Another way we improved the algorithm's performance was by pooling subprocesses. Forking a process is a costly operation. Forking and joining every time a session is started or ends was not ideal.
The custom process pool we built will fork if there are no subprocesses available. When a session ends, it will put the subprocess on standby, rather than joining it. Then, when a new session starts, it will reuse the old process which will overwrite the previous algorithm session to start a new one.
This approach allows for a faster overall start to sessions. It also allows us to prefork several subprocesses during service startup.
Making sure the pods are up is easy, since many automated alerting tools exist for that purpose. However, functional monitoring, that is making sure the service is actually up and running properly, requires launching a test session to see if it completes correctly. Since we are using custom protocols and data structures, we couldn’t use standard tools to do this.
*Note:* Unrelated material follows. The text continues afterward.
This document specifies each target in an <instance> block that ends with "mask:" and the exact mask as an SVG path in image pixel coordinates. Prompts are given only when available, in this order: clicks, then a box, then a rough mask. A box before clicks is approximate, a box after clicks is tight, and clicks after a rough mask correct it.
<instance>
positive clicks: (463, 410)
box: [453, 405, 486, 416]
We therefore used a custom client that we ran inside a recurring Jenkins pipeline. This pipeline enables us to start a new session, sends enough data points for a session to be considered complete, then requests a full checkup. The client is able to throw different errors, mainly if a request fails or if it times out.
When the pipeline fails, these errors are then sent to a Slack channel, alerting the whole team of said client's failure.
Transferring our algorithm server-side allowed us to provide a proper API for a web app to use it, but it also offers us the opportunity to expand the number of potential devices and apps that will be able to use it without worrying about its integration. Our multi-process architecture made it possible to process each session safely. The only downside to this approach was the heavy resource consumption. The reason is that in order to ensure a smooth brushing session and a true real-time experience, we couldn’t allow low latency and therefore opted for an aggressive scaling policy.